Natalie Haynes is perpetuating a sexist stereotype in advocating that women should follow the example of the play Lysistrata and institute sex strikes to get what they want. The play is based on the assumption that sex is of overriding importance to men and of little or no interest to women. So the women are giving up something that does not matter to them but which men cannot do without.

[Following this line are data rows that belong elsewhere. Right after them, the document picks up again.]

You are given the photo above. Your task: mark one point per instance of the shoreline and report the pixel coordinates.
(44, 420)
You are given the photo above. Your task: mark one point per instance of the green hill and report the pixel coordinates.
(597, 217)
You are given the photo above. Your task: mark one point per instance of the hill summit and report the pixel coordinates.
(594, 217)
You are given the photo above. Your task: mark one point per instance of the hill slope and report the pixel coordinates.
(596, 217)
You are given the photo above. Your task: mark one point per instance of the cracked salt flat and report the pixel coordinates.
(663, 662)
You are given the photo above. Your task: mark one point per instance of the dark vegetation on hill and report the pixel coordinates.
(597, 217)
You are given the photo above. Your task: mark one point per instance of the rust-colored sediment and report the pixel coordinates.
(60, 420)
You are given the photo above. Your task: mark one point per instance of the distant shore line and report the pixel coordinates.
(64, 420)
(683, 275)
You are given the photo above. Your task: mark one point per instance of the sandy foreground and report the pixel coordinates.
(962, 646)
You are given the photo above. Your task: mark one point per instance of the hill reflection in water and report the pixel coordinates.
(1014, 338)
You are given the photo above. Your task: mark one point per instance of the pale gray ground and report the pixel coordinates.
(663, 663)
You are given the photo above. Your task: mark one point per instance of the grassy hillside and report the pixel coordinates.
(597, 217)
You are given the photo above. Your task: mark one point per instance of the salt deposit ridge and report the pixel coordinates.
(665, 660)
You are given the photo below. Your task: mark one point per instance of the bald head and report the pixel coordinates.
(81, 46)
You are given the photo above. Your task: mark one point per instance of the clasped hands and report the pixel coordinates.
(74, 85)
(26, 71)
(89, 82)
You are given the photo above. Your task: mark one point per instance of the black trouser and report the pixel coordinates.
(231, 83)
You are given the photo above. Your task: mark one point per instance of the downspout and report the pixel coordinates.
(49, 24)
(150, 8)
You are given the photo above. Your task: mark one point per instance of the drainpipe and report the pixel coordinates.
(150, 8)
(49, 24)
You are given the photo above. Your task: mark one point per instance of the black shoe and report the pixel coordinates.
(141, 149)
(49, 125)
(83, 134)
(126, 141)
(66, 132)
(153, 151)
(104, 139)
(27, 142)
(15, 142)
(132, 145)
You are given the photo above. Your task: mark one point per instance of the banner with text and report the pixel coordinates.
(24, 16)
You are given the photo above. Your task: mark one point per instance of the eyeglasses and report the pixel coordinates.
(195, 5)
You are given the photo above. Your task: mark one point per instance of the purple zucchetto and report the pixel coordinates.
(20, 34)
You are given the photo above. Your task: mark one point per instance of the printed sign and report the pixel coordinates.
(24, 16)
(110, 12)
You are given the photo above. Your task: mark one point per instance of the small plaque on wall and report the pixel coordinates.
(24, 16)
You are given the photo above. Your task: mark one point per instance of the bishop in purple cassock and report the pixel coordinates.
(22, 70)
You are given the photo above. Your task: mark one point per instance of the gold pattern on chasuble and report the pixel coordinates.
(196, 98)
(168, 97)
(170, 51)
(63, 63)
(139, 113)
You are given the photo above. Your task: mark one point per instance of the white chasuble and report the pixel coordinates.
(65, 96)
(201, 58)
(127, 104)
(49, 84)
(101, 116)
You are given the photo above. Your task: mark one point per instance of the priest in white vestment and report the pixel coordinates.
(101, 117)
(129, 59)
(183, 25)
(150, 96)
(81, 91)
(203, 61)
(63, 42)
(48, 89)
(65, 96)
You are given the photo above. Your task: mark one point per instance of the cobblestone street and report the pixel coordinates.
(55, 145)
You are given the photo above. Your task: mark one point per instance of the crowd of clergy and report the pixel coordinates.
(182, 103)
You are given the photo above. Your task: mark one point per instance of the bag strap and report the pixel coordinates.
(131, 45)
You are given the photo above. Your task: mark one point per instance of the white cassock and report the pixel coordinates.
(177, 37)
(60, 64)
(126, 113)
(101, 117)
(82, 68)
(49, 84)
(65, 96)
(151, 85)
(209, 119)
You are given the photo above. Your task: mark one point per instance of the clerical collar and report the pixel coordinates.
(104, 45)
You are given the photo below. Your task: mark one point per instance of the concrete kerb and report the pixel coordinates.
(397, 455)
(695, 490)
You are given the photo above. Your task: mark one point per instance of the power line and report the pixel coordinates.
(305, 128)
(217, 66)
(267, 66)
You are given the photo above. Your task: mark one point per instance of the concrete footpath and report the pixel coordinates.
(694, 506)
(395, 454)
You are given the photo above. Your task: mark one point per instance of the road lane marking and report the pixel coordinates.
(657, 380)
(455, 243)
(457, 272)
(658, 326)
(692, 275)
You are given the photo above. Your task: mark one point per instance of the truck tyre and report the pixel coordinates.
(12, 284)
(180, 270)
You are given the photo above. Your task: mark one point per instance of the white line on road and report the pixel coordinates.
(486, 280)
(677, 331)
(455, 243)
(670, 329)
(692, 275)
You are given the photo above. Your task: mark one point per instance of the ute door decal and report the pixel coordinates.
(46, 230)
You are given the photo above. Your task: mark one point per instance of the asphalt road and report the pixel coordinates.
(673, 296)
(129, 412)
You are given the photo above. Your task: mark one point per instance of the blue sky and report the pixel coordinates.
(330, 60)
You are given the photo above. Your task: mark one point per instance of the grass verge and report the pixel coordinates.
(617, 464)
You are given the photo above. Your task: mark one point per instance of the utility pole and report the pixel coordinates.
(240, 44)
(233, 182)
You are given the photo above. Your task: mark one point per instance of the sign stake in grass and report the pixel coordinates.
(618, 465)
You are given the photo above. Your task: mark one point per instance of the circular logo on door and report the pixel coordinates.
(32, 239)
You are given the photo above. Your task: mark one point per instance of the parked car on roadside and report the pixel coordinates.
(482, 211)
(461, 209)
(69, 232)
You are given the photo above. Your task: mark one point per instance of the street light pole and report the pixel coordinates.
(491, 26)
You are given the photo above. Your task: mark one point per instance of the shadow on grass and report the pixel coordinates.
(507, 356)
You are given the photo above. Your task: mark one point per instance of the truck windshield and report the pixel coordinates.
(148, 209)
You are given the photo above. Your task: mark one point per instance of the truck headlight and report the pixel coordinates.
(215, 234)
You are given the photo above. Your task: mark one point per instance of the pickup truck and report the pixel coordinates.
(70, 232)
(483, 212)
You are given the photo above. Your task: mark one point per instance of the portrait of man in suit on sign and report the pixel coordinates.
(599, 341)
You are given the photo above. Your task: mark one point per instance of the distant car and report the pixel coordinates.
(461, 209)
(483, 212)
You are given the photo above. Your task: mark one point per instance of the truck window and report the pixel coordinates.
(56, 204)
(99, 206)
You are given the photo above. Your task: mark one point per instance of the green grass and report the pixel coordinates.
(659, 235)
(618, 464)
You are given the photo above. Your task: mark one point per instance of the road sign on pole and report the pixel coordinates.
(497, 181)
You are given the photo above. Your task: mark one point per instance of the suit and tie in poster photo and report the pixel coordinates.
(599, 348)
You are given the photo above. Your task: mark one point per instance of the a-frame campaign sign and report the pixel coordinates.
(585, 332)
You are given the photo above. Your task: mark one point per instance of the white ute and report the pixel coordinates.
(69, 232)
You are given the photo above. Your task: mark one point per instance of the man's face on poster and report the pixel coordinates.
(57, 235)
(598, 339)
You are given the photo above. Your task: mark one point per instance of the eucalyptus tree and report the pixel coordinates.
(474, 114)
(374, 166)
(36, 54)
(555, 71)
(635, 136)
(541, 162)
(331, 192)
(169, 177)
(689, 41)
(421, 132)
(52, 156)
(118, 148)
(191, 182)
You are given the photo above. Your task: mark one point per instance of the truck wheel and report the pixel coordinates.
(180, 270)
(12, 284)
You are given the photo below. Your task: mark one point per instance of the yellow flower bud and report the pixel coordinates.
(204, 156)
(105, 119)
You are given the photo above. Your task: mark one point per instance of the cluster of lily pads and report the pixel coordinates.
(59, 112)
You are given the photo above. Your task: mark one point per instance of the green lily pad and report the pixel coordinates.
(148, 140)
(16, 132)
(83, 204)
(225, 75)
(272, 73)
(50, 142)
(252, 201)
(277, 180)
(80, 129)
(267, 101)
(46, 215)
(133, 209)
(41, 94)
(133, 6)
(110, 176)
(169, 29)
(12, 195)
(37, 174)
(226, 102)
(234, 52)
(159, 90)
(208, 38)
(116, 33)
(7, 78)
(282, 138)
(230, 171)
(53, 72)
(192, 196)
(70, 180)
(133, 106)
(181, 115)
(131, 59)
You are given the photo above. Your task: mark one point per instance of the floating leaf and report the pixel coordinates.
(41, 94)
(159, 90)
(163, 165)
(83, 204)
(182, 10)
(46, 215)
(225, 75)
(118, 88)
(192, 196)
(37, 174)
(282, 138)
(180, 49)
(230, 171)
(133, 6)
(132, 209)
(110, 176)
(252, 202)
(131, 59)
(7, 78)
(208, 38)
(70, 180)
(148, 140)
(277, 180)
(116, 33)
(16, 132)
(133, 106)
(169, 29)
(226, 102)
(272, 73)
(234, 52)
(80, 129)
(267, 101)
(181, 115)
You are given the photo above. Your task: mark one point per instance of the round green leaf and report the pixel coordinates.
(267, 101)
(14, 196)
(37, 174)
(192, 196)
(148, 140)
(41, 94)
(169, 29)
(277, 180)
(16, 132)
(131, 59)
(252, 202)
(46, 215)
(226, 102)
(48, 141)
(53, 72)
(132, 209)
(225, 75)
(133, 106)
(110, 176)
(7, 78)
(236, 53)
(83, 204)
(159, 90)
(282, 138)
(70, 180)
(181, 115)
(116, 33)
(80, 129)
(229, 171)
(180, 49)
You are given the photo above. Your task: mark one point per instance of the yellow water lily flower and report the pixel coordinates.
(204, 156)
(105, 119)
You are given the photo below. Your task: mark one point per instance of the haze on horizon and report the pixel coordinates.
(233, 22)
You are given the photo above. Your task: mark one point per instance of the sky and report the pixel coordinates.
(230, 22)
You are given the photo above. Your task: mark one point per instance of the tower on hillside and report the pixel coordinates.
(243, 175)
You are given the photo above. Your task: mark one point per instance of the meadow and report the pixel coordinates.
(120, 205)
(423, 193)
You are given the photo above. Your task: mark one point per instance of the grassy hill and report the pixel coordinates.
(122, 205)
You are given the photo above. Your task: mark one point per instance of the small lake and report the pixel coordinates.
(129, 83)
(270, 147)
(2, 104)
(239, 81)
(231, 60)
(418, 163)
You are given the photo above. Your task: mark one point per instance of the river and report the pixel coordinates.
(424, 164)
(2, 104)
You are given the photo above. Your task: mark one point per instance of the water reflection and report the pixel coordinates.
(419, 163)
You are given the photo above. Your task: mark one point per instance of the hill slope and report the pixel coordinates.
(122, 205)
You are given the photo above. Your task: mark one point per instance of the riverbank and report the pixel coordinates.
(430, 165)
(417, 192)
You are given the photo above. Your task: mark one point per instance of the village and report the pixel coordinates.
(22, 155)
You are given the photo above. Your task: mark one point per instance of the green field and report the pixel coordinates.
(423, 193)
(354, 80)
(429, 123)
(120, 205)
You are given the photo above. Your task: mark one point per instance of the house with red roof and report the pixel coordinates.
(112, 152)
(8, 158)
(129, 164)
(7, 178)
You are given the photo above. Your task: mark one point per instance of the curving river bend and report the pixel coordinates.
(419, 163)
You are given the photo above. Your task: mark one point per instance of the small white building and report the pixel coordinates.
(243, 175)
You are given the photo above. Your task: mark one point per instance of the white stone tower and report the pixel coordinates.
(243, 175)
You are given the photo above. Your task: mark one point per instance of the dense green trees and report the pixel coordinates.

There may be an imbalance in libido between the sexes, when they are studied as groups, but individual men and women will vary from the mean considerably. Generalisations merely reinforce the myth that women with a high sex drive are abnormal and should be frowned on.

Research by academics such as Daniel Bergner and Meredith Chivers has shown that female sexuality is far more complicated than was once assumed and is affected by cultural factors. Many women are subconsciously suppressing their natural sexuality because they think that this is what society demands. Peddling the Lysistrata myth does women, men and their relationships no favours.

Nigel Scott, London N22

Crick, Watson and who else?

It is bewildering still to read articles such as Steve Connor's "Rarefied world of the double helix" (29 July), about the unravelling of the structure of DNA, that omit the name of Rosalind Franklin. One can forgive a layman who makes the lazy attribution to "Crick and Watson" as being the central characters in this remarkable story. But Connor obviously knows his stuff – he includes Maurice Wilkins in his roll-call.

While it is true that only Crick, Watson and Wilkins received the Nobel Prize, the only reason the central role that Rosalind Franklin played in the story remained unrecognised by the committee was that she had died. Nobel prizes cannot be awarded posthumously.

Philip Stephenson, Cambridge

Cricket and natural justice

Pity any poor soul who finds himself in the dock before the pedantic James Lawton or Bob O'Dwyer (article, 1 August, letters 2 August). They seem not to understand the concept of natural justice, which sometimes reveals the law as an ass.

MS Dhoni and his team realised that if they had insisted on their right to uphold the Laws of Cricket at the Trent Bridge Test, an injustice would have been done. Rahul Dravid put the case in a nutshell when he said that the team concluded that the run-out of Bell did not "feel right".

Natural justice trumped the Laws of the game and the Indian team showed that cricket has a lot of moral reserves still in its bank.

Glynne Williams, London E17

Stay out of it

Roger Schafir (letters, 3 August) asks whether Britain ought to have let things go their own way in Libya even if it meant a massacre in the east. I'm afraid my answer is a clear yes, however callous that may seem. Disgust is not a sound basis for foreign policy.

Jim Bowman, South Harrow, Middlesex

Stray emails

I trust that it will not be forgotten that while News International may have deleted hundreds of emails, they may have been sent to, or received from, others who will now be deciding whether it would be to their advantage or disadvantage to keep them.